If you do in-colo hosting with leased servers you've already cut the big initial spend drastically (e.g. deploying to a new colo for a past employer involved buying a pair of switches and some cables), though you're still usually tied in to a lengthy contract. Doing managed servers usually comes with little to no upfront cost (sometimes a low setup fee) and often month-by-month contracts.
With respect to the on demand pricing benefit vs. monthly, my experience is that the price differential is so steep vs. the cheaper managed hosting providers that it's only usually viable for loads that run less than ~6 hours a day. Most sites do not have a variable enough load to justify the engineering cost to use cloud to handle their normal day/night cycle that way - usually the variations are too small. Some do.
But note that this only pays for itself if your base load is not on a cloud setup, as the base load tends to dominate and the base load cost of most cloud setups is high enough not to be outweighed by the increased flexibility vs. a pure managed/colo/on prem setup.
It gets worse for cloud: If looking for the most cost effective, they're not competing against a pure managed/colo/on prem setup, but against a hybrid setup which can auto-scale into the cloud but usually won't. If you e.g. deploy containers, all your need is to tie cloud instances automatically into an overlay network and feed data from your monitoring system into a tool that adjust min/max instances in for an autoscaling group in AWS when load exceeds a threshold, for example.
For a typical "pure" on prem setup you'd usually aim for the daily peaks to rarely exceed 50% of on prem capacity. Maybe a bit more if you have a very predictable business, or even less if your traffic is very unpredictable.
But if you add capability to that setup to spin up and tie in cloud instances to handle peaks, and you can push that into 90%+, or even above 100% - basically whichever number turns out most cost effective. Usually if you optimise that for cost, this means you'll end up with a setup which almost never spins up cloud instances, but which is now vastly cheaper relative to a pure cloud setup because it's gained the benefit of auto-scaling at a far higher load factor than would be safe in a pure on prem/managed setup.
I'd guess that a large percentage of SMBs are running on-prem, so you don't hear about switching back because they avoided the cloud in the first place.
No need for on prem (rolling your own cloud just means it might be you that fucks up, or your ISP anyway). If you use standard legos like VMs, simple functions, containers, k8s, postgresql etc. then you can have a replica of your site on another provider. Scale it down and keep the data in cold storage. Flick the on switch for an hour a month to check it all works.

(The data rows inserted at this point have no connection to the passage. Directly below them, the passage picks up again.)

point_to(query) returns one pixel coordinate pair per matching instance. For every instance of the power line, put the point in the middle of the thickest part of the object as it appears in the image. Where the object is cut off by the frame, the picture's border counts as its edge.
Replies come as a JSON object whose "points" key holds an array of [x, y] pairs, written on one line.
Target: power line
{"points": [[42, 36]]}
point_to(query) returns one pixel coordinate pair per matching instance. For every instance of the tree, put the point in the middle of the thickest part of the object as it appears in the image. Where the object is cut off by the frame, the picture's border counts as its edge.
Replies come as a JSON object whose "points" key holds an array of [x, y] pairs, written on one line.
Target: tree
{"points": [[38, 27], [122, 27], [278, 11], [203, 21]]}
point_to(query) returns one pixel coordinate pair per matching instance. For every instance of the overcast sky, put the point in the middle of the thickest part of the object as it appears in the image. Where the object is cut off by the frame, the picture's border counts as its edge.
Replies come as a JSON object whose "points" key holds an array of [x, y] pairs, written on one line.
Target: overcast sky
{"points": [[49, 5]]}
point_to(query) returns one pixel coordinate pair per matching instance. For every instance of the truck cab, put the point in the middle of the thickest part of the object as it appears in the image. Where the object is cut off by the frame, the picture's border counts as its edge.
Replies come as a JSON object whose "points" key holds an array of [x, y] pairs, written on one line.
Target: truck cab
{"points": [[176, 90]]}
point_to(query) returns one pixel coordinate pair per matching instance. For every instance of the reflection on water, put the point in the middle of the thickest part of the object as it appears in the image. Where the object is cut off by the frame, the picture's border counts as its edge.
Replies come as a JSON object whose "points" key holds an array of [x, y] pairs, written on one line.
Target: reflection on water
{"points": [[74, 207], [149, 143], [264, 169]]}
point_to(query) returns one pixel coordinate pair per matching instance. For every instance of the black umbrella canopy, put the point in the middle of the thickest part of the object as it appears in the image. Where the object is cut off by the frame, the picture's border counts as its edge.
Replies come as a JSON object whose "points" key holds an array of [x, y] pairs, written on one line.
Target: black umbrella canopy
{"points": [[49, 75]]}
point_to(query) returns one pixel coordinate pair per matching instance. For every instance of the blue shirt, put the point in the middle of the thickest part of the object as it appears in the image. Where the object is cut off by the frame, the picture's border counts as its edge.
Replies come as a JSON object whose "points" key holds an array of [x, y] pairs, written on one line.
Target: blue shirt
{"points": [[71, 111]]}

A number of orgs I've worked with in the last few years have gone from on prem to full cloud to hybrid, with plans to bring more stuff on-prem in the future.
People won't switch to on-prem because if Google and some other providers screw up, there still are many other cloud providers. For K8 they could have gone with anyone from Digitalocean to Linode. Actually, they could have already replicated their cluster to more than one provider to use as failover in such a case. (assuming that they were using K8)
It doesn't take most to have this problem. It takes a reasonable proportion to fear they could have this problem.
That said, I think cost is more likely to drive change here than fear over billing - most people pick lover cost over risk mitigation far more often than they'd like to admit.